Connection name: glue-connection-tovpc
Connection type: Network
VPC: Same as you Redshift Cluster
Subnet: Subnet within your VPC
Security groups: Choose the one you previously created
- 2. This connection is to securely save and retrieve your login data to Redshift.
Connection name: glue-connection-toredshift
Connection type: JDBC
JDBC URL: Go to Redshift > MyRedshiftCluster > General Information > JBDC URL
Username: Redshift user with write permissions to tables.

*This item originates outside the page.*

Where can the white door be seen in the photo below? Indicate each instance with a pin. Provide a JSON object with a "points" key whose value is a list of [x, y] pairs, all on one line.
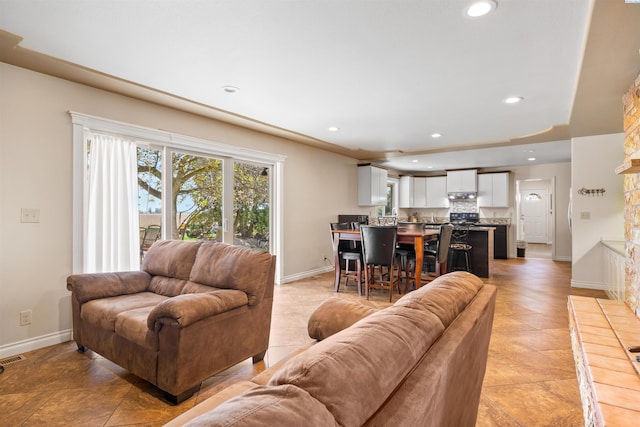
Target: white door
{"points": [[533, 215]]}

Password: Password of the user.
VPC: Same as you Redshift Cluster
Subnet: Subnet within your VPC
Security groups: Choose the one you previously created
Glue Job Configuration
Create a new Glue Job:
Name: automate-s3-to-redshift
IAM role: Role that you previously created.
Type: Spark / Python Shell
Glue version: Spark 2.4, Python 3 (Glue Version 2.0) / Python 3 (Glue Version 1.0)
This job runs: A new script to be authored by you
Connections: Add the two that were created in previous steps.
Go to Actions > Edit Job > Security configuration > Job parameters:
Key: — additional-python-modules
Value: s3://your_bucket/path_1/redshift_connector/redshift_connector-1.2-py3-none-any.whl (URI Object)
Glue Job Script
The wheel file will do the following:
- Get your credentials from the 2nd connection you created.
- Use these values to establish a connection with Redshift.
- Copy your S3 files to Redshift.
The pipeline from S3 to Redshift is now automated.